Summary of thoughts from a twitter thread

  1. Can it be made clearer that GLMs model the conditional distribution of Y given X (as opposed to the marginal distribution of Y)?
  2. The distinction in 1. can be emphasized by explaining that notation like Y ~ N(mu, sigma) really refers to Y|X ~ N(mu, sigma) but that the conditioning on X is omitted for notational convenience.
  3. I also think it would be clearer to define models in this order:

Y|X ~ N(mu, sigma)

followed by

mu = beta0 + beta1*X

since that emphasizes that we pick a distribution first (indexed by X) and then model specific aspects of that distribution (e.g., mean).

  1. Worth stating upfront that GLM models can be more challenging to interpret because their results can be reported on multiple scales. For example, binary/binomial logistic regression models have 3 such scales: log odds, odds and probability. The user has to pick the scale(s) most appropriate for their target audience. The scale choice has important implications (e.g., variables that do not interact on the log odds scale can interact on the probability scale).

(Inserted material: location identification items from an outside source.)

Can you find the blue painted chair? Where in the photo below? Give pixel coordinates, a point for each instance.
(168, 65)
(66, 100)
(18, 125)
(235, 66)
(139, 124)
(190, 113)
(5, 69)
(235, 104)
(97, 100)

  2. Not sure I agree that “Interpreting log odds is a fool’s errand”. If the slope of X is positive/negative, we can infer that the probability that Y = 1 given X increases/decreases at a nonlinear rate with X, all else equal. That’s still valuable information, albeit indirect. At their heart, GLMs are allowing us to model non-linearity indirectly rather than directly as we do in LMs.
    Thus, we can still infer nonlinearity indirectly from linearity.

  3. It would be helpful to the reader to connect the following:

log odds of 0 with the probability of 0.5;

log odds > 0 with probability > 0.5;

log odds < 0 with probability < 0.5.

This can help build more intuition for the log odds beast.

  1. Something else that would help is to express any of the 3 scales for a binary/binomial logistic regression model as a function of each other.

This would enable the reader to move with ease from one scale to another.

  1. The language used to present results seems to be “causal” (e.g., the feature “influences” the odds). Should the reader be cautioned that non-causal modelling and causal modelling warrant different types of language?

  2. To me, the section on Objective Function and Model Fitting does not seem to add anything of value in terms of building more intuition.

  3. Should there be an attempt to distinguish between binary and binomial logistic regression? At the very least, binomial logistic regression deserves a side note or a comment.

  4. Poisson regression is “easier” to introduce as a particular instance of GLM because it only has two scales: 1. log mean response and 2. mean response.
    Perhaps start with Poisson regression (two scales) and then move to binary logistic regression (three scales).

  5. Why not go a bit deeper with GLM models and explore ways to “describe” nonlinearity of relationships using the concept of “marginal effects”?

  6. Something on model diagnostics would be useful to include, since diagnostics for GLMs are trickier than diagnostics for LMs.

m-clark commented 2 months ago

A couple quick thoughts:

Will keep this open until the chapter has been sufficiently updated.